The other great thing about this episode is how it uses the massive world of Springfield, grouping characters by theme. My favourite is the Homewreckers. There’s a very Conan O’Brien-esque gag when the kids tip over a desk and it immediately catches alight for no reason. I’ll be honest, I actually like the berets. I absolutely love Hank Azaria’s delivery of “Ow, ow, OW, ow!”

Originally, Homer’s stolen Academy Award belonged to Haing S Ngoir, but he was murdered inbetween production and the original broadcast, and the producers didn’t want to imply that Homer had killed Ngoir for his Oscar. The syndicated and DVD versions replace him with Don Ameche. The school plot is kicked off by Bart using an iron-on from Mad Magazine. The final bowling scene references the final golfing scene of Caddyshack. Homer drops a reference to “Mr Roboto” by Styx. Moe’s attempt to assault Mr Burns is a reference to Shane Stant’s assault of figure skater Nancy Kerrigan.

Iconic Moments: 4. “Boy, they’re really socking it to that Spiro Agnew guy again. He must work there or something.” | “You go through life, you try to be nice to people, you struggle to resist the urge to punch ‘em in the face, and for what?” | “I’m better than dirt! Well, not that fancy store-bought dirt. That stuff’s loaded with nutrients, I can’t compete with that.” | “Gotta go, my damn weiner kids are listening.”

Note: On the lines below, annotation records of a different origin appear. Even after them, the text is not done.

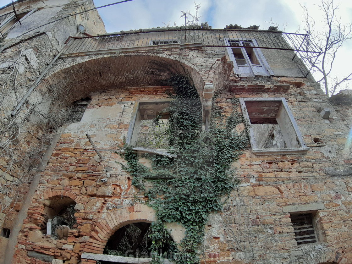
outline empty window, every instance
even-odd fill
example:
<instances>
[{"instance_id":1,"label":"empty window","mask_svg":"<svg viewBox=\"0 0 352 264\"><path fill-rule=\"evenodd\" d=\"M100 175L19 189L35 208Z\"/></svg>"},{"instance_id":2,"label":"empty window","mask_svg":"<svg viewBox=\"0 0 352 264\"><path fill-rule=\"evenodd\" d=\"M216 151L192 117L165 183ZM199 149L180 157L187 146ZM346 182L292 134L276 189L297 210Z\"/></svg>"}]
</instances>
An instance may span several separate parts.
<instances>
[{"instance_id":1,"label":"empty window","mask_svg":"<svg viewBox=\"0 0 352 264\"><path fill-rule=\"evenodd\" d=\"M295 239L298 245L317 242L312 222L312 214L293 214L290 216Z\"/></svg>"},{"instance_id":2,"label":"empty window","mask_svg":"<svg viewBox=\"0 0 352 264\"><path fill-rule=\"evenodd\" d=\"M172 39L163 39L163 40L151 40L149 42L150 45L159 45L162 44L172 44L177 43L177 40Z\"/></svg>"},{"instance_id":3,"label":"empty window","mask_svg":"<svg viewBox=\"0 0 352 264\"><path fill-rule=\"evenodd\" d=\"M255 39L225 39L230 59L233 62L233 71L241 77L274 75ZM232 48L233 47L233 48Z\"/></svg>"},{"instance_id":4,"label":"empty window","mask_svg":"<svg viewBox=\"0 0 352 264\"><path fill-rule=\"evenodd\" d=\"M6 238L8 238L10 237L10 232L11 232L11 230L8 228L2 228L1 232L0 232L0 235Z\"/></svg>"},{"instance_id":5,"label":"empty window","mask_svg":"<svg viewBox=\"0 0 352 264\"><path fill-rule=\"evenodd\" d=\"M66 121L70 123L80 121L84 113L86 108L90 102L90 99L87 97L72 103L68 107Z\"/></svg>"},{"instance_id":6,"label":"empty window","mask_svg":"<svg viewBox=\"0 0 352 264\"><path fill-rule=\"evenodd\" d=\"M126 142L150 149L165 149L169 146L166 133L168 113L162 113L169 100L137 102L131 117ZM156 121L155 119L159 118Z\"/></svg>"},{"instance_id":7,"label":"empty window","mask_svg":"<svg viewBox=\"0 0 352 264\"><path fill-rule=\"evenodd\" d=\"M306 153L306 145L283 98L240 98L250 125L250 140L257 155Z\"/></svg>"}]
</instances>

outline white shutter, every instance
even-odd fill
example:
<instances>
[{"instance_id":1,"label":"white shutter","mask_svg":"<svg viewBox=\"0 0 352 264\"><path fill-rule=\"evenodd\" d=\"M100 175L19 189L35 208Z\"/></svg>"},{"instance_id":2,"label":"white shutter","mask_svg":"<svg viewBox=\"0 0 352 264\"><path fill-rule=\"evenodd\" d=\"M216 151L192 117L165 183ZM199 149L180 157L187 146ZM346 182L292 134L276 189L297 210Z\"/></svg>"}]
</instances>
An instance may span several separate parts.
<instances>
[{"instance_id":1,"label":"white shutter","mask_svg":"<svg viewBox=\"0 0 352 264\"><path fill-rule=\"evenodd\" d=\"M225 45L226 46L230 46L230 43L225 38L224 39L225 41ZM227 51L227 54L228 54L228 57L230 58L230 59L233 63L233 72L236 74L239 75L240 71L238 69L237 63L236 63L236 59L235 59L235 56L233 56L232 49L230 47L226 47L226 49Z\"/></svg>"},{"instance_id":2,"label":"white shutter","mask_svg":"<svg viewBox=\"0 0 352 264\"><path fill-rule=\"evenodd\" d=\"M253 43L253 45L255 47L258 47L258 44L257 43L257 42L256 41L256 40L253 39L252 39L252 41ZM260 74L262 73L266 73L266 74L264 74L264 76L270 76L274 75L274 73L271 70L271 69L270 68L270 66L269 66L269 64L268 64L268 62L266 62L266 60L265 59L265 58L264 57L264 55L263 55L263 53L262 53L262 51L260 51L260 49L253 49L253 50L254 52L257 56L257 57L260 61L261 64L262 64L262 68L263 68L262 70L260 70L259 69L257 69L257 70L258 70L258 73L259 74L257 74L256 73L254 74L256 75L263 75L262 74ZM257 71L256 70L256 71Z\"/></svg>"}]
</instances>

Biggest Laugh: I could break down every little nuance of what makes this so brilliant – in the monologue itself, in the direction, and in Harry Shearer’s performance, but it would feel to me like breaking down the act of sex – there’s so much happening so fast that it becomes exhilarating. I will limit myself to one observation per element: the magnificent zigging instead of zagging with “Came close to madness”, the slow zoom-in that kicks in towards the end, and Shearer pounding on the words in “just–can’t–get–the spices right”. This is where the show has truly influenced my sense of humour. This is what happens when you commit to a bit.